Viterbo ha trovato il suo maximum leader. Si chiama Giacomo Barelli, che dalle colonne della Pravda viterbese si candida a federare e guidare Battistoni, i renziani, i totiani, i calendiani (senza che lo sappia Calenda, però) e i pentastellati. “A livello territoriale – dice – è necessario cominciare a riflettere e lavorare sulla possibilità di un fronte comune politico ed elettorale da contrapporre ai populisti e sovranisti alle prossime elezioni comunali”.
E chi può farlo meglio di lui, che, alla continua ricerca di soluzioni per i suoi problemi personali e per quelli di Caffeina, da quanto è comparso sulla scena viterbese ha girovagato in tutto l’arco costituzionale?
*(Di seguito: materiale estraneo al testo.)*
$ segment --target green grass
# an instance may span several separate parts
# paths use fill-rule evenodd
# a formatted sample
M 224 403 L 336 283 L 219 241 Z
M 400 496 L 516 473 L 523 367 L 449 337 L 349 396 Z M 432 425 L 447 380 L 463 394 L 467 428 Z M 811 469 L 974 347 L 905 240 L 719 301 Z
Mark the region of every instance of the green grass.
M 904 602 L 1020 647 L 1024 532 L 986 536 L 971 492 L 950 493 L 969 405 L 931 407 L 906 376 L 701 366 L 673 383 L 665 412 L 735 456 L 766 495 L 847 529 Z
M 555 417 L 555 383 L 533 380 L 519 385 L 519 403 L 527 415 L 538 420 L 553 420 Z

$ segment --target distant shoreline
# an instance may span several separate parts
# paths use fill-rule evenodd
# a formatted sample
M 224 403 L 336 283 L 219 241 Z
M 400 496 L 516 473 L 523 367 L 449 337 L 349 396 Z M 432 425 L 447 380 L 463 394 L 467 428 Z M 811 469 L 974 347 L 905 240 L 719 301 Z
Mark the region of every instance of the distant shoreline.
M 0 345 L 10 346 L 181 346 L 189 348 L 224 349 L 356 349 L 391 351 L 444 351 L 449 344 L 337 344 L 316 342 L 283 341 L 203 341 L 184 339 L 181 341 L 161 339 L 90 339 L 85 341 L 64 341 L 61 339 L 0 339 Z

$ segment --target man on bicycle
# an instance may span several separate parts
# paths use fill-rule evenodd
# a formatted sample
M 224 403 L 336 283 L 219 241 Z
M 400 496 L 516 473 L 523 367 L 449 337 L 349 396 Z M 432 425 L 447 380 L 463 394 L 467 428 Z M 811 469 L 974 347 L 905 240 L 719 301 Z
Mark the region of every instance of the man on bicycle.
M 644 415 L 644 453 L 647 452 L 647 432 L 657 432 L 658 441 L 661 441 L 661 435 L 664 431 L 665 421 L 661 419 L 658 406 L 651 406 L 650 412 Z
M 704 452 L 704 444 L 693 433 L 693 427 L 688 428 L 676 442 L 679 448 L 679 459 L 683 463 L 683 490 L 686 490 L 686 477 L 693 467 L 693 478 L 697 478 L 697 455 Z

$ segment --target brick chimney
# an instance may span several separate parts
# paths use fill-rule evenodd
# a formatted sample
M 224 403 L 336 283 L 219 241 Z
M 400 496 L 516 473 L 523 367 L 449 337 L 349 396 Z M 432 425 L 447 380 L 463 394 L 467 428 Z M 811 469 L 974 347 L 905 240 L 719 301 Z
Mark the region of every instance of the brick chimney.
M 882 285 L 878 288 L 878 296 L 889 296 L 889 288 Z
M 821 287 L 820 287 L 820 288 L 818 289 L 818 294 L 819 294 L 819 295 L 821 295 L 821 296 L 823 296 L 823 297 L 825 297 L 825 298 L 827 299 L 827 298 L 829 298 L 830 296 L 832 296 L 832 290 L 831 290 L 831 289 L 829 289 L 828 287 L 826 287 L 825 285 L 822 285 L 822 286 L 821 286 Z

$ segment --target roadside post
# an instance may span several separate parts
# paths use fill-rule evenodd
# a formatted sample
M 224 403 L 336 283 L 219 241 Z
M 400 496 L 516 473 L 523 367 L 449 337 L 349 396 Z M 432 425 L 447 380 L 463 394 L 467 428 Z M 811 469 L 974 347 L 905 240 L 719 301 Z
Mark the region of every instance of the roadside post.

Lui che è stato assessore con Michelini e poi gli si è messo contro, nemico di Serra a cui ha infine lisciato il pelo e provocatore di Arena al quale però non ha votato la sfiducia?
Coerente nell’incoerenza – ci vogliono doti non comuni per essere così – sarà Giacomo Barelli il condottiero al servizio del Cesare di Canepina, il capo delle truppe di rincalzo a supporto dell’Armata Rossa asserragliata sui Monti Cimini e pronta per la conquista della città. Sarà lui ad immolarsi per tutti mettendo per altri cinque anni le sue ingombranti chiappe su uno scomodo scranno della Sala d’Ercole.
Tutto ciò avverrà all’insaputa di Calenda – ma non fa niente, si spera che non se ne accorga – e nel trionfo di un trasformismo che salverà la città e il suo personale destino altrimenti appannato dopo aver dato il meglio di sé con Più Europa, Pd, Scelta civica, Fini e finanche Smeriglio, lasciandosi ogni volta macerie alle spalle, comprese quelle di Caffeina.
E’ tempo di voltare pagina e di cambiare vita, sogna Barelli. Solo così i destini saranno rosei per tutti o alla peggio almeno per lui.